PyDreamerV1: Clean pytorch implementation of Hafner et al Dreamer

This repository offers a comprehensive implementation of the Dreamer algorithm, as presented in the groundbreaking work by Hafner et al., "Dream to Control: Learning Behaviors by Latent Imagination." Our implementation is dedicated to faithfully reproducing the innovative approach of learning and planning within a learned latent space, enabling agents to efficiently master complex behaviors through imagination alone.

Why Dreamer?

Dreamer stands at the forefront of model-based reinforcement learning by introducing an efficient method for learning behaviors directly from high-dimensional sensory inputs. It leverages a latent dynamics model to 'imagine' future states and rewards, enabling it to plan and execute actions that maximize long-term rewards purely from simulated experiences. This approach significantly improves sample efficiency over traditional model-free methods and opens new avenues for learning complex and nuanced behaviors in simulated environments. However, the official code was unfortunately regarded as complex and difficult to understand, and there are only a handful of Dreamer reimplementation that was able to reproduce the results.

Implementation Highlights

Modular Design: My implementation of the Recurrent State Space Model (RSSM) is broken down into cleanly separated modules for the transition, representation, and recurrent models. This not only facilitates a deeper understanding of the underlying mechanics but also allows for easy customization and extension.
True to the Source: By closely adhering to the methodologies detailed in the original DreamerV1 paper, the code captures the essence of latent space learning and imagination-driven planning. From the incorporation of exploration noise to the td lambda calculation, every element is designed to replicate the paper's results as closely as possible. The sets of hyperparamenters are excactly indentical to the sets mentioned in the paper
Detailed Training Insights: The training loop is separated and mirroring the paper's outline. Comprehensive comments of hidden implementation details thorough documentation accompany the code, serving as a valuable resource for both learning and further research.

Getting Started

Clone the Repository: Get the code by cloning this repository to your local machine.
```
git clone https://github.com/minhphd/PyDreamerV1
```
Install Dependencies: Ensure you have all necessary dependencies by running:
```
pip3 install -r requirements.txt
```
Run the Training: Kickstart the training process with a simple command:
```
python main.py --config <Path to config file>
```
Visualize Results: Utilize TensorBoard to observe training progress and visualize the agent's performance in real-time.
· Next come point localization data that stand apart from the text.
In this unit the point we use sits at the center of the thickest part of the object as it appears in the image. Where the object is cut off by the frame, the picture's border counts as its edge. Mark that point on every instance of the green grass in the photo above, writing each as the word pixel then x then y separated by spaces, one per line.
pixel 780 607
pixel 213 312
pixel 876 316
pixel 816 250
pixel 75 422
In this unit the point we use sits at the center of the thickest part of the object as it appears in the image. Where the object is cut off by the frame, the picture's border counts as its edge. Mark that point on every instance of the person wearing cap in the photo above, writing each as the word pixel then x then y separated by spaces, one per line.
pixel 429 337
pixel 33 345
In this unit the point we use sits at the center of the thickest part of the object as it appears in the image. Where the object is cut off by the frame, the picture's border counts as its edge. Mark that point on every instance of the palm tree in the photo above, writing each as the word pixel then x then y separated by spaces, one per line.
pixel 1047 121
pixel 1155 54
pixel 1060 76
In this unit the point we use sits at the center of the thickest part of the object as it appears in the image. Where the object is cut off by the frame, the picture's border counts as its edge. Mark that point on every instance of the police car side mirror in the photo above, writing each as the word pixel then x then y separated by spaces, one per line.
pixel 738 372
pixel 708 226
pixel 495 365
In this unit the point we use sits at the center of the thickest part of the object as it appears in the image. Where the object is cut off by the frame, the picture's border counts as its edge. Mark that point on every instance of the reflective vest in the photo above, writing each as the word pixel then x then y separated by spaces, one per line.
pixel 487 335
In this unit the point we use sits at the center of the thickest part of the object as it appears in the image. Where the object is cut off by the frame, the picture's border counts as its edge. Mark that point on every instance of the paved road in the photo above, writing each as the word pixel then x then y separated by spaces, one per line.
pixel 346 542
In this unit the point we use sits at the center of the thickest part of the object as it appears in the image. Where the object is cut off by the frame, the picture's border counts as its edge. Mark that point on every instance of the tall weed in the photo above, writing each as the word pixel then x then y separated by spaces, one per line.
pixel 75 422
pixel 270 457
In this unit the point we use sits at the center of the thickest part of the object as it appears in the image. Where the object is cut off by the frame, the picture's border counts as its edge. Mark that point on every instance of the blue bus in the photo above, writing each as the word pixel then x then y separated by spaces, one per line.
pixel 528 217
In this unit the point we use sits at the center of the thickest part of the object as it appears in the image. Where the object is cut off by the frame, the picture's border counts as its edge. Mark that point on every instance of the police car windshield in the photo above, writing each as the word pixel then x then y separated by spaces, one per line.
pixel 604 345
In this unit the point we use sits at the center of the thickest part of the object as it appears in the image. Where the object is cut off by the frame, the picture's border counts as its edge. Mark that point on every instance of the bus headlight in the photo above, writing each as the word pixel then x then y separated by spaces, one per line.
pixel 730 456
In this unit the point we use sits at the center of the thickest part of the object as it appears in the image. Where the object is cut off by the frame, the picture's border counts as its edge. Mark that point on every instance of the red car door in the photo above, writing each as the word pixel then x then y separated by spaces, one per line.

Wandb is also supported, simply set enable to True and replace with your account information in config files.
```
tensorboard --logdir=runs
```
Optional: Visualize imagine sequences: Using saved models to visualize agent's prediction of environment dynamic. You would need to create a config folder in the run logging directory and drag the training config file in
```
python imagine.py --runpath <Path to run file>
```

Citation

This implementation was made possible thanks to these papers.

@article{hafner2019dream,
  title={Dream to Control: Learning Behaviors by Latent Imagination},
  author={Hafner, Danijar and Lillicrap, Timothy and Norouzi, Mohammad and Ba, Jimmy},
  journal={arXiv preprint arXiv:1912.01603},
  year={2019}
}
@misc{1801.00690,
  title = {DeepMind Control Suite},
  author = {Yuval Tassa and Yotam Doron and Alistair Muldal and Tom Erez and Yazhe Li and Diego de Las Casas and David Budden and Abbas Abdolmaleki and Josh Merel and Andrew Lefrancq and Timothy Lillicrap and Martin Riedmiller},
  journal = {arXiv preprint arXiv:1801.00690},
  year = {2018},
}

Contributions

Contributions are welcome! Whether it's extending functionality, improving efficiency, or correcting bugs, your input helps make this project better for everyone.